Уже само «Вступление» взамен несколько архаизированных «Прологов», которыми начинались первая часть и «Крестьянка», звучало более просто и более современно.
Во «Вступлении» рисуется крестьянская пирушка — «Поминки по крепям» — так первоначально поэт назвал эту часть. Однако реальная праздничная выпивка в некрасовском изображении перерастает свои рамки, становится пиром, в который вовлекаются новые и новые люди и новые сферы жизни, — «Великим» пиром, «Пиром на весь мир». И речь идет уже совсем не только о праздничном застолье, а о пире духовном, о пробуждении к новой жизни:
У каждого в груди
Играло чувство новое,
Как будто выносила их
Могучая волна
Со дна бездонной пропасти
На свет, где нескончаемый
Им уготован пир!
Вся атмосфера этой части уж никак не атмосфера «коренного», «оседлого» села, а скорее какого-то странного кочевья. Ничто не прикреплено, все сдвинулось. Даже соседний город сгорел, а жители его «под берегом, как войско, стали лагерем». А сама Вахлачина превратилась в географический перекресток, через который идут и едут представители чуть ли не всей Руси, стала пересечением разных начал сложного исторического времени, где сошлось прошлое с настоящим и будущим.

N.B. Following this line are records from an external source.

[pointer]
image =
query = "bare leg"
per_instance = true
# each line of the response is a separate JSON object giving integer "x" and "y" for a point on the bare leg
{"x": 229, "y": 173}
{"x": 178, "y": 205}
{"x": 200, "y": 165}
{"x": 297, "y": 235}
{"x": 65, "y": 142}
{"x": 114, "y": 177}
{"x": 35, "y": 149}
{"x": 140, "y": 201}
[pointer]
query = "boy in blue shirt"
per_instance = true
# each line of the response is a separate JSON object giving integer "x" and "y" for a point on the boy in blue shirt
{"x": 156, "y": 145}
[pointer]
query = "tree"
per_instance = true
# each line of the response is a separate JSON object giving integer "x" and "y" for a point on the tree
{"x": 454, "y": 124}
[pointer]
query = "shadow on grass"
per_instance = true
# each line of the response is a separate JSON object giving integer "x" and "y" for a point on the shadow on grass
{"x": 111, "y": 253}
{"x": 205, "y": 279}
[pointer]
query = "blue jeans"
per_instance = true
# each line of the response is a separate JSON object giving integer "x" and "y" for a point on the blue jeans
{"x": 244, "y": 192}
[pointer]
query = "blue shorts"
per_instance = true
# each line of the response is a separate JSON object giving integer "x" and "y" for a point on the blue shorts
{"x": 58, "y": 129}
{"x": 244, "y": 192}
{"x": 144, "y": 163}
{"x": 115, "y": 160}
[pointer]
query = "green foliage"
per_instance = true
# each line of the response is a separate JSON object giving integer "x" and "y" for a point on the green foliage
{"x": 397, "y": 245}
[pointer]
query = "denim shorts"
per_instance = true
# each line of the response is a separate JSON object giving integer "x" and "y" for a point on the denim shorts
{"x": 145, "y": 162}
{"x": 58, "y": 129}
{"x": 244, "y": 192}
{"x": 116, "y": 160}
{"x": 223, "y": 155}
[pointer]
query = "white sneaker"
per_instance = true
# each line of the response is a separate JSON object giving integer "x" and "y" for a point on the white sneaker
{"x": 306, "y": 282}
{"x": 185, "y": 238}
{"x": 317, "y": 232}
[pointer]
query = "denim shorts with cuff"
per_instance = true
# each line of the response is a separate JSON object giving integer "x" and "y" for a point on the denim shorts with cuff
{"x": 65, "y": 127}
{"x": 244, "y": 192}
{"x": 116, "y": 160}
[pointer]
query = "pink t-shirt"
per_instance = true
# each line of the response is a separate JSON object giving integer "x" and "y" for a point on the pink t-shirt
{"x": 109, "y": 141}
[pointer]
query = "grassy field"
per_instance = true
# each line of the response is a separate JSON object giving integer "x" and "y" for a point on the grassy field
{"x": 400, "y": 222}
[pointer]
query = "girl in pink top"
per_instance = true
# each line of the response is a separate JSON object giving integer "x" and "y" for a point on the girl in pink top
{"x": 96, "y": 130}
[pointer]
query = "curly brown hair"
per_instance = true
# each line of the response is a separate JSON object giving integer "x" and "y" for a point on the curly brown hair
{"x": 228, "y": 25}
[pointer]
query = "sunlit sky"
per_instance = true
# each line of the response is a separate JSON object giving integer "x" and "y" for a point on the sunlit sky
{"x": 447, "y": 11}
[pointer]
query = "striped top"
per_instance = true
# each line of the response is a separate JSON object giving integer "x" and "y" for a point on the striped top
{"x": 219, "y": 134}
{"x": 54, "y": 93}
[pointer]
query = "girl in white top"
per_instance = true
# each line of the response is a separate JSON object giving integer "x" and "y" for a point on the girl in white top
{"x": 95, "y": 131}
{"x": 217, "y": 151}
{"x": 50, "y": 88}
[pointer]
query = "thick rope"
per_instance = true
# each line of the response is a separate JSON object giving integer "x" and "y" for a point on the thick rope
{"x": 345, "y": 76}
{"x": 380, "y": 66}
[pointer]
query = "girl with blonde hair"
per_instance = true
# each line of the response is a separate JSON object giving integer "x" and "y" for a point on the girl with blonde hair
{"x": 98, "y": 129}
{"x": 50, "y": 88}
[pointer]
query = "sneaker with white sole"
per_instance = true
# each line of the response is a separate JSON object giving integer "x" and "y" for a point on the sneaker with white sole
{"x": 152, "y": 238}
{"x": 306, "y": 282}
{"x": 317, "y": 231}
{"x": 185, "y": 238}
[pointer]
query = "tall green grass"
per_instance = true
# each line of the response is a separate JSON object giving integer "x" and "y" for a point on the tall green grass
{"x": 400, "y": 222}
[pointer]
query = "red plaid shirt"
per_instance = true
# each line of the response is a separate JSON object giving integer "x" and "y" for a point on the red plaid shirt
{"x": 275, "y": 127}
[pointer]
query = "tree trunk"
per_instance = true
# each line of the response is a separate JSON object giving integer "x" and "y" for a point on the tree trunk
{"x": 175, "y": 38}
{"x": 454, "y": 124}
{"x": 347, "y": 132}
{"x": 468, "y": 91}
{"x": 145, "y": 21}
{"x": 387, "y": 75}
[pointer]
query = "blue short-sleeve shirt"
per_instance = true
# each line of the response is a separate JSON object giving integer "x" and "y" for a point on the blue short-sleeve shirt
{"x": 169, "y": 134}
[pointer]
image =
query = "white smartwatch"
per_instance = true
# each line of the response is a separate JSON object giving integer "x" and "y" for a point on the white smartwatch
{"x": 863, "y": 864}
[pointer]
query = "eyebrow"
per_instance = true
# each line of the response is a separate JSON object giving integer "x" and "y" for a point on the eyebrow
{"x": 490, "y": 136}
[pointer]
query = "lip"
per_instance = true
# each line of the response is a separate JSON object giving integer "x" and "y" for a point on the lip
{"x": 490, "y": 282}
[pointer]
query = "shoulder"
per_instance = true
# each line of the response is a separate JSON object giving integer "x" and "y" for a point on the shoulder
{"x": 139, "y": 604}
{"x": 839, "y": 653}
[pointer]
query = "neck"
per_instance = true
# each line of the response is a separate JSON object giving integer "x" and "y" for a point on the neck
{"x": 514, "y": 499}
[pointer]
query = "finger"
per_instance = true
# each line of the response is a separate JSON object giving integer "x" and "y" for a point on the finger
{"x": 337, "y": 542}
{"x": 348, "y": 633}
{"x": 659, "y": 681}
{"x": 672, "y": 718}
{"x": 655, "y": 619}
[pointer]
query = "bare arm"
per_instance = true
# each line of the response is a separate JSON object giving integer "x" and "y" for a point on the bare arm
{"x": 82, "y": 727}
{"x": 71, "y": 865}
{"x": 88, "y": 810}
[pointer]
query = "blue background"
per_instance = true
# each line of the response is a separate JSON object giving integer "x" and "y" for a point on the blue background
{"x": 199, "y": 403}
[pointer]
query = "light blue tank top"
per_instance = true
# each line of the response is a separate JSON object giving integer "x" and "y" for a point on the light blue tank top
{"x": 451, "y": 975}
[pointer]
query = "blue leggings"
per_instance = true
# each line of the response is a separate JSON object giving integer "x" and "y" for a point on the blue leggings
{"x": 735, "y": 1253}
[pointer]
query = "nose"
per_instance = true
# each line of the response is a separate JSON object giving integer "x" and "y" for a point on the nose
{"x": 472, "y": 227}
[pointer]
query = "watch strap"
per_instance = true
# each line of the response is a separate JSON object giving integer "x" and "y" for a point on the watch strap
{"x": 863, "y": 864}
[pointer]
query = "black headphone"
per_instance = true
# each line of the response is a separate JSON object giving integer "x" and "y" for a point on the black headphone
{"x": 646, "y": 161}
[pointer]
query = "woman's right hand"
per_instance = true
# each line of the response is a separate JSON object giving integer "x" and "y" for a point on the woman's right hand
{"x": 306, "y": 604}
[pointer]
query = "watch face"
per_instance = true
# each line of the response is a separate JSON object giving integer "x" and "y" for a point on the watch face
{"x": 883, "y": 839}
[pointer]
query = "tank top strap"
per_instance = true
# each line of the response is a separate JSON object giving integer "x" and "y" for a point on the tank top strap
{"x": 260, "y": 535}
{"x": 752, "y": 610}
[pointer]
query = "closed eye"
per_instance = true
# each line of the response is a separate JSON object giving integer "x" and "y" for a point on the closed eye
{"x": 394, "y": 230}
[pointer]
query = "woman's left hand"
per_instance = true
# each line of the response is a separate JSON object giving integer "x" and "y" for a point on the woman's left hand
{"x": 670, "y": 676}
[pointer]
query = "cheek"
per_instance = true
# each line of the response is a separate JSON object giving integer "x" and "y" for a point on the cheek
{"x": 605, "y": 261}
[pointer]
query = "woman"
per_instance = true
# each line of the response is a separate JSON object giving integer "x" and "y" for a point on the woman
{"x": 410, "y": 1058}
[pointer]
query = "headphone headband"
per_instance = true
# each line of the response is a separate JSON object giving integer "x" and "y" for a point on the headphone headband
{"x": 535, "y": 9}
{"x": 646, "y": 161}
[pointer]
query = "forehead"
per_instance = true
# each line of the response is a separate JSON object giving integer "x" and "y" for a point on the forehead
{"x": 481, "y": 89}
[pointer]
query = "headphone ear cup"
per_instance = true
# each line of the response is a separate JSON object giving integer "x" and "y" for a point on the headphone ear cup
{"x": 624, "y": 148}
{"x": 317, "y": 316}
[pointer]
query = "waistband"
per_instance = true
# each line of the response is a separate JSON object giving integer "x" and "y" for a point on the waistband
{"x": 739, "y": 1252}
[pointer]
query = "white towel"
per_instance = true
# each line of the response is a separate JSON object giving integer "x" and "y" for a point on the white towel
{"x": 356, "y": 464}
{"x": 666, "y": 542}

Все это вряд ли возможно было выразить в буквальном, бытовом реалистическом изображении. Поэтому «Пир на весь мир» очень условен. Это уже не только поэма, но как бы целая народная опера, обильная массовыми сценами и хорами, своеобразными «ариями» — песнями и дуэтами. И сама некрасовская песня здесь иная сравнительно, например, с «Крестьянкой». Это песня одновременно и народная, и, как прямо сказано про «Веселую», — «не народная», то есть литературная, «пушкинская». Однако и названная «народной» «Барщинная» песня тоже, по сути, литературная, авторская. Такие песни уже по самому своему музыкальному духу и строю как бы осуществляли принцип — «пир на весь мир». Они оказывались песнями о крестьянах и для крестьян и одновременно вовлекали в свою сферу уже не только крестьянство.
Песня стала основной формой рассказа. Сначала о прошлом: «Горькое время — горькие песни» — так названа первая глава. Все последующие с нарастающей силой и очень стремительно выразят движение исторического времени.
Глава «И старое и новое» рассказывает о новом, но не о добром. Потому и разведены поэтом самые эти временные понятия: горькое (старое), новое (но тоже горькое) и, наконец, доброе.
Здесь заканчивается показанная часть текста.